Andrew Mason, the founder and former CEO of Groupon who was unceremoniously dumped by the company’s board amid financial disaster, will go down in the annals as one of the most gracious people ever told to pack his office.
The fired CEO shot off a letter to his former employees, that starts with a pretty bleak joke, leads in to unfettered acceptance of fault for the group discount company’s downward spiral, references an early nineties Nintendo game, and praises both the board and the company’s staff, before making a self-deprecating fat joke and issuing a sincere farewell.
The internet is buzzing about the founder of the one-time start-up’s unusual letter, and The Guardian’s technology blog was nice enough to provides the full text, which you can read below.
People of Groupon,
After four and a half intense and wonderful years as CEO of Groupon, I’ve decided that I’d like to spend more time with my family. Just kidding – I was fired today. If you’re wondering why … you haven’t been paying attention. From controversial metrics in our S1 to our material weakness to two quarters of missing our own expectations and a stock price that’s hovering around one quarter of our listing price, the events of the last year and a half speak for themselves. As CEO, I am accountable.
You are doing amazing things at Groupon, and you deserve the outside world to give you a second chance. I’m getting in the way of that. A fresh CEO earns you that chance. The board is aligned behind the strategy we’ve shared over the last few months, and I’ve never seen you working together more effectively as a global company – it’s time to give Groupon a relief valve from the public noise.
For those who are concerned about me, please don’t be – I love Groupon, and I’m terribly proud of what we’ve created. I’m OK with having failed at this part of the journey. If Groupon was Battletoads, it would be like I made it all the way to the Terra Tubes without dying on my first ever play through. I am so lucky to have had the opportunity to take the company this far with all of you. I’ll now take some time to decompress (FYI I’m looking for a good fat camp to lose my Groupon 40, if anyone has a suggestion), and then maybe I’ll figure out how to channel this experience into something productive.
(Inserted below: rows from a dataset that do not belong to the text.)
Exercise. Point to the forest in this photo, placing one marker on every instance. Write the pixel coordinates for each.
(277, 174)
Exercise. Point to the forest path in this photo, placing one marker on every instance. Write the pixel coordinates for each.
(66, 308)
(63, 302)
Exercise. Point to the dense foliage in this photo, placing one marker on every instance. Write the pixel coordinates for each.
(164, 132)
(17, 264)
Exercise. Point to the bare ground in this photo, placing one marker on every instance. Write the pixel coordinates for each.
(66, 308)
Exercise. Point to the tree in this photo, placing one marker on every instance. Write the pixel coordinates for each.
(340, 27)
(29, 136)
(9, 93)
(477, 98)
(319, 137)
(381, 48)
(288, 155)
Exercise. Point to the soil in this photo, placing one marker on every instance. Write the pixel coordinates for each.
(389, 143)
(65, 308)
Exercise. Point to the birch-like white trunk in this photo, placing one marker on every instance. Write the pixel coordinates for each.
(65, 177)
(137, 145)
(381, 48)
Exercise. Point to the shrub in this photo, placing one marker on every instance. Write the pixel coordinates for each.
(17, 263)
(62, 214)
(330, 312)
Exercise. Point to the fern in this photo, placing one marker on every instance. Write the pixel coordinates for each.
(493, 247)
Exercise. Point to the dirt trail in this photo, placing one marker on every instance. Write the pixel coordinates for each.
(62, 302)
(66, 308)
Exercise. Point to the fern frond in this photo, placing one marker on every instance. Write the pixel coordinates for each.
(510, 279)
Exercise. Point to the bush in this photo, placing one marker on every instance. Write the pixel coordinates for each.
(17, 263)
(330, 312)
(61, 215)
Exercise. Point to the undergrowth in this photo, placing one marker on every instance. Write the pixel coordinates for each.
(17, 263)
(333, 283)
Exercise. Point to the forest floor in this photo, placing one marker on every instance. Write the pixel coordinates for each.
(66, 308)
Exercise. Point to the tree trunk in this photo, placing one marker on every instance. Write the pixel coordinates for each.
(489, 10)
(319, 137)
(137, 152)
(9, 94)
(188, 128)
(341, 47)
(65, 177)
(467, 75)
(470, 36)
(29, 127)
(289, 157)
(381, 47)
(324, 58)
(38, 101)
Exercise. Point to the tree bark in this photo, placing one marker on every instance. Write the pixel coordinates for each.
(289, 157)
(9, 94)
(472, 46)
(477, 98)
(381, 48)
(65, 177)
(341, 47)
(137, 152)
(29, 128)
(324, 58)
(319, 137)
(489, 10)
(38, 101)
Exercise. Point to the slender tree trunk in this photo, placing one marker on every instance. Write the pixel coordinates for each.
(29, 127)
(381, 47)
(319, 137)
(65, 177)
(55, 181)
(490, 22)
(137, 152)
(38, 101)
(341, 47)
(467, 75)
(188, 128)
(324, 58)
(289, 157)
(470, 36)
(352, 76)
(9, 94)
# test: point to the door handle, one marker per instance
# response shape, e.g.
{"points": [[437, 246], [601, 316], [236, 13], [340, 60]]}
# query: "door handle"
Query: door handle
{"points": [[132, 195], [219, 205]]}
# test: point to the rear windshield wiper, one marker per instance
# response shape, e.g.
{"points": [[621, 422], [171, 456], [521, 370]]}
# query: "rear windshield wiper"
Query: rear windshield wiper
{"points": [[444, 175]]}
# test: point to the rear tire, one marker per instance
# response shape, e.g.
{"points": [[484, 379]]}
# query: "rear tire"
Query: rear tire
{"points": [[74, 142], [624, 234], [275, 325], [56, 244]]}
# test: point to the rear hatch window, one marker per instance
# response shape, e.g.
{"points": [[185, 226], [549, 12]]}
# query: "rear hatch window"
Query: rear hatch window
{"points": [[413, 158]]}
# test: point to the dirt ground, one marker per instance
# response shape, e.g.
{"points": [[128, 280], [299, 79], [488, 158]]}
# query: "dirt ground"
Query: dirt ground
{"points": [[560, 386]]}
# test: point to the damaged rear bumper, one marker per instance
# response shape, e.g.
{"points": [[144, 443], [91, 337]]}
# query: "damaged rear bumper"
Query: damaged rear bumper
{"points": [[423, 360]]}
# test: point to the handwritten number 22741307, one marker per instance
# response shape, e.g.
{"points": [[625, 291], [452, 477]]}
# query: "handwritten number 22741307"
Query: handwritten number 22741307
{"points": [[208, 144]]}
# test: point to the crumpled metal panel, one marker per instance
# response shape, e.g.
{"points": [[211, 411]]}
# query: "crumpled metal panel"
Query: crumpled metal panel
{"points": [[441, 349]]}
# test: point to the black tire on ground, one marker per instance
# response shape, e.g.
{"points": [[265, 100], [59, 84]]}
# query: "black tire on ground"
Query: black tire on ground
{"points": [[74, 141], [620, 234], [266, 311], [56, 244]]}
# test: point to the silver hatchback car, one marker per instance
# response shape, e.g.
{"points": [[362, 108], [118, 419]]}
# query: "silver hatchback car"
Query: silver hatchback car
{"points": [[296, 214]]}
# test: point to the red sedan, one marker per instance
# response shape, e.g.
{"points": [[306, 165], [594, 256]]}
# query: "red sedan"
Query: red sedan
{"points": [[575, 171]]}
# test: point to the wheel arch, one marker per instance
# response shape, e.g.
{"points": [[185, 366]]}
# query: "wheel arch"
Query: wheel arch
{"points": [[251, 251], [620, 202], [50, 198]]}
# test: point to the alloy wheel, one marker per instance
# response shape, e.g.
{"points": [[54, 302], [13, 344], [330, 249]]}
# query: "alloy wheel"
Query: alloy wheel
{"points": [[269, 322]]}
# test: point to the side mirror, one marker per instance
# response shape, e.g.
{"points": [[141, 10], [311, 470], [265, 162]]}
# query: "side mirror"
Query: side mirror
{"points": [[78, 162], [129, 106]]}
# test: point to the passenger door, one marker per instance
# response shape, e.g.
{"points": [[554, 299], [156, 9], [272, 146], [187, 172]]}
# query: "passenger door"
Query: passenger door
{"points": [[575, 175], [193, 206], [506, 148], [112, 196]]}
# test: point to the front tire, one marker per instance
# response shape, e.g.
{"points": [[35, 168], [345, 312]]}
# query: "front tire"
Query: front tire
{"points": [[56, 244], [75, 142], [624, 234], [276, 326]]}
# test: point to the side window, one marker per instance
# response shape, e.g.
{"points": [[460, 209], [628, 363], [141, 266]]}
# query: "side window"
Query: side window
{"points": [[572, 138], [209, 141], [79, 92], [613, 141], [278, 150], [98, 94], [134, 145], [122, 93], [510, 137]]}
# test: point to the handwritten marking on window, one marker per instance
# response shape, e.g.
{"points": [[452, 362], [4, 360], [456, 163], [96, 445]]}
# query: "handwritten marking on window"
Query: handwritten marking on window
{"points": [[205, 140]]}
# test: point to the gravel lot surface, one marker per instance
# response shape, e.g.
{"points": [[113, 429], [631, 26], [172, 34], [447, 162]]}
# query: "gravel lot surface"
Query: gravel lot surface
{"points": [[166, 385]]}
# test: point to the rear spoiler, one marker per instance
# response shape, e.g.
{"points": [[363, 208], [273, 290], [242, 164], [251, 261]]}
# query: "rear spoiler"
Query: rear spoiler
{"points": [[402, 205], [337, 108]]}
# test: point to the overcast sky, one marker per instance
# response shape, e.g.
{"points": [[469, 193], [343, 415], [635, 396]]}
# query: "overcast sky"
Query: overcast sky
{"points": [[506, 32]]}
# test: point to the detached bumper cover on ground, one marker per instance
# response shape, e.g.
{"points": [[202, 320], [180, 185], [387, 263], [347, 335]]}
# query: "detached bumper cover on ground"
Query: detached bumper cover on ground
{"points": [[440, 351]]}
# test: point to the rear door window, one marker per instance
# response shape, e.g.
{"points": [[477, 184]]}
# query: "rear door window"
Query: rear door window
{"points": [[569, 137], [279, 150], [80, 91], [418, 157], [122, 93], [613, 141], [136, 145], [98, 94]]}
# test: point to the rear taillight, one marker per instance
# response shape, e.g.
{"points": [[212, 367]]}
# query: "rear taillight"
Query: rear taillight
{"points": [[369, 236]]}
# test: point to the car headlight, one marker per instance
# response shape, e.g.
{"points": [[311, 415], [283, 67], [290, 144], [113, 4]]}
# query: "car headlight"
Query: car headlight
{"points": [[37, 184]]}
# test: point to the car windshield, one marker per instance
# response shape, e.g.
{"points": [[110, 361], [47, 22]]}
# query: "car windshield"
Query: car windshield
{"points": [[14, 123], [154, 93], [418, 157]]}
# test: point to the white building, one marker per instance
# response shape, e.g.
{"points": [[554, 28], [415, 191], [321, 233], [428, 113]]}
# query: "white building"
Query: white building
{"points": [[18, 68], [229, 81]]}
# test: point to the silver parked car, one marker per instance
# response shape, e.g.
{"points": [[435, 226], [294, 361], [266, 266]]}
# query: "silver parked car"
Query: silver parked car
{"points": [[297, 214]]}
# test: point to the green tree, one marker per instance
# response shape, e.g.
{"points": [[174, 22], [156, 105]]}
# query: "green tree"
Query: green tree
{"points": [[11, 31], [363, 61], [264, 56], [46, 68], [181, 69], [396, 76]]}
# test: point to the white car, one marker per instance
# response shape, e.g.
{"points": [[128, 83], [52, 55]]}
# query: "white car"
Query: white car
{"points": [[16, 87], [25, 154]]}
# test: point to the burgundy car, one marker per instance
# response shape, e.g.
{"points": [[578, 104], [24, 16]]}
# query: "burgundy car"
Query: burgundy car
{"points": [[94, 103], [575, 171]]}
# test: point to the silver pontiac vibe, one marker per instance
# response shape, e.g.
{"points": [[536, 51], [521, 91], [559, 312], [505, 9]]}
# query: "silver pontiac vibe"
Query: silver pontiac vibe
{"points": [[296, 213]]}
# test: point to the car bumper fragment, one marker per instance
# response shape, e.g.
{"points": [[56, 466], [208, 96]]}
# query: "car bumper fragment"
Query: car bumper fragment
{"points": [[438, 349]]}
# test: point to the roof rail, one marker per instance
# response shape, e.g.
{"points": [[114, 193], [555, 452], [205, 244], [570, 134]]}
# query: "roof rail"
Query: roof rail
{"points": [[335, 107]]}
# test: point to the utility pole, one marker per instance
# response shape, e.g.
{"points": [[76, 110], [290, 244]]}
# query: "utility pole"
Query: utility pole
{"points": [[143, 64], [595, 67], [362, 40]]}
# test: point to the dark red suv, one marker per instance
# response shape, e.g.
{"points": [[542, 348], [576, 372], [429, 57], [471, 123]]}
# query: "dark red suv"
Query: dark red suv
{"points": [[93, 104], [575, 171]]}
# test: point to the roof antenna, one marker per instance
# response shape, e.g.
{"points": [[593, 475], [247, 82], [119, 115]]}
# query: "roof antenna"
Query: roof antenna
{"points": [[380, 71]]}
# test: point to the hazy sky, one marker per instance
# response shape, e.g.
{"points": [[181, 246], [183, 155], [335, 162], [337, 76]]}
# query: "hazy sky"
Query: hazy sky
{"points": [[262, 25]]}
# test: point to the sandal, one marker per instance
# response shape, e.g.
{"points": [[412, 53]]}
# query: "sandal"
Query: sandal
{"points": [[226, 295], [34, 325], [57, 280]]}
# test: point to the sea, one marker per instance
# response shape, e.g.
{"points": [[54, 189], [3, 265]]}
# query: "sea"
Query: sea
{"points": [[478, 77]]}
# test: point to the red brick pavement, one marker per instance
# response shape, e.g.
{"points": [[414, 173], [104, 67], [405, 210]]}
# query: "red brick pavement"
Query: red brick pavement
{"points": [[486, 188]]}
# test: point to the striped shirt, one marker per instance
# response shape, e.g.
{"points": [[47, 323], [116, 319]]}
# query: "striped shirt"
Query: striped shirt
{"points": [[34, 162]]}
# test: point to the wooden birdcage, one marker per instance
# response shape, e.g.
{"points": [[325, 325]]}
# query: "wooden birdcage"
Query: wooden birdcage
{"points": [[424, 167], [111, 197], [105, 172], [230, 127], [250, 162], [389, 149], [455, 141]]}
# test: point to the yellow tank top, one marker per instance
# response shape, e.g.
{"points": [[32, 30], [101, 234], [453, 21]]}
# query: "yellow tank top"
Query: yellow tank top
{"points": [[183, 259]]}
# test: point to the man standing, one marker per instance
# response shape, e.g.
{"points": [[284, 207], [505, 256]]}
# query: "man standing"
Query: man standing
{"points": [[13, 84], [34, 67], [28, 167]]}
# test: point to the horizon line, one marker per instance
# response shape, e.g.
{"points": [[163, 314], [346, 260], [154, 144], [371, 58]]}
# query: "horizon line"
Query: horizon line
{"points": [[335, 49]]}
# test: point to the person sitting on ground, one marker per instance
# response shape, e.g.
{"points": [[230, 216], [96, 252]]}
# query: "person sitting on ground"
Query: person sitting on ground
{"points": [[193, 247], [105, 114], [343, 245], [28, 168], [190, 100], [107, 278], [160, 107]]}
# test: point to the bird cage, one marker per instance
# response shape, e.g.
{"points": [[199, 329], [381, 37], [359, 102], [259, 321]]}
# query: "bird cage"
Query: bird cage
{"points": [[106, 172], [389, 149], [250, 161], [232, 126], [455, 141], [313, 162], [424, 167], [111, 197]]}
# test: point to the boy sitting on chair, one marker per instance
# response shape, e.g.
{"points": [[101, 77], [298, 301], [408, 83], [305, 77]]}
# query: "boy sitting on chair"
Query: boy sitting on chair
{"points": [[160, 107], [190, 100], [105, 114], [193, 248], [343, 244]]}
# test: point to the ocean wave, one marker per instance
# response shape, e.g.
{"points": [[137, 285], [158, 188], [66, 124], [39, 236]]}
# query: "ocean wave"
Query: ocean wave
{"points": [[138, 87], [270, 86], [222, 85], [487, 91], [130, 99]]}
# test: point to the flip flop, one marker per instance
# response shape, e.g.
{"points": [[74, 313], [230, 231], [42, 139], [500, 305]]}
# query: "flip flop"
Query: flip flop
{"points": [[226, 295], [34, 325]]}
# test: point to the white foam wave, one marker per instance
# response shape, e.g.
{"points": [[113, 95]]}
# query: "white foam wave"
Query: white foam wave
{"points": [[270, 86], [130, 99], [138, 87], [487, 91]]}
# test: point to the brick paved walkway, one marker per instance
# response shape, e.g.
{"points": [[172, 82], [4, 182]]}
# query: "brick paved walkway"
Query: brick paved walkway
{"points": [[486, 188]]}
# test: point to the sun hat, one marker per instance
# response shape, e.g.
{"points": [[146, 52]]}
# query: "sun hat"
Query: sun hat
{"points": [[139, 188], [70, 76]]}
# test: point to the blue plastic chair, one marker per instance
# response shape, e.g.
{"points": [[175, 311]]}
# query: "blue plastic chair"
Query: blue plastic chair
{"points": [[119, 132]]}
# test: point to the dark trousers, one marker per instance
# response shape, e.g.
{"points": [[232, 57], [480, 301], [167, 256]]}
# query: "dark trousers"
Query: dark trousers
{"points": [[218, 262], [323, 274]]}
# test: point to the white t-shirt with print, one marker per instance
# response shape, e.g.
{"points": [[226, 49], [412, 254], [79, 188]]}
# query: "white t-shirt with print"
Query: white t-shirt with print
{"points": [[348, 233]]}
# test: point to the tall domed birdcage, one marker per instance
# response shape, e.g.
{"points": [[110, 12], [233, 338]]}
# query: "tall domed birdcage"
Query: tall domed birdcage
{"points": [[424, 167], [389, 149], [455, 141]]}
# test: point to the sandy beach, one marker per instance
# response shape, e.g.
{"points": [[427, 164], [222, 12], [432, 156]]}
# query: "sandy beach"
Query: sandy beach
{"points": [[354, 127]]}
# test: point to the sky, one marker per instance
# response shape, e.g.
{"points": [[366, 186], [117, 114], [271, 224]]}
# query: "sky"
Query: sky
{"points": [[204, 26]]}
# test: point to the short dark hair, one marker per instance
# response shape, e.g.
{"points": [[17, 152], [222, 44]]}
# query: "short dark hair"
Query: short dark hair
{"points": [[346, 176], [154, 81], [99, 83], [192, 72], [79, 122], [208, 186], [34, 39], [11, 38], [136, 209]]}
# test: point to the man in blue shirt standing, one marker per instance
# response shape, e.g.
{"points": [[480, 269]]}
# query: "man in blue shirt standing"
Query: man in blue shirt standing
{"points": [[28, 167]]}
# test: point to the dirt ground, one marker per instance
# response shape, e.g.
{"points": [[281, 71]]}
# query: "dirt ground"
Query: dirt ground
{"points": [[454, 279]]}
If there’s one piece of wisdom that this simple pilgrim would like to impart upon you: have the courage to start with the customer. My biggest regrets are the moments that I let a lack of data override my intuition on what’s best for our customers. This leadership change gives you some breathing room to break bad habits and deliver sustainable customer happiness – don’t waste the opportunity!
I will miss you terribly.
Even if you haven’t found yourself on Team Groupon in the past — the company has been widely criticized for a business model that allegedly takes advantage of mom and pop businesses — it’s hard not to be on Team Mason after this very cool goodbye.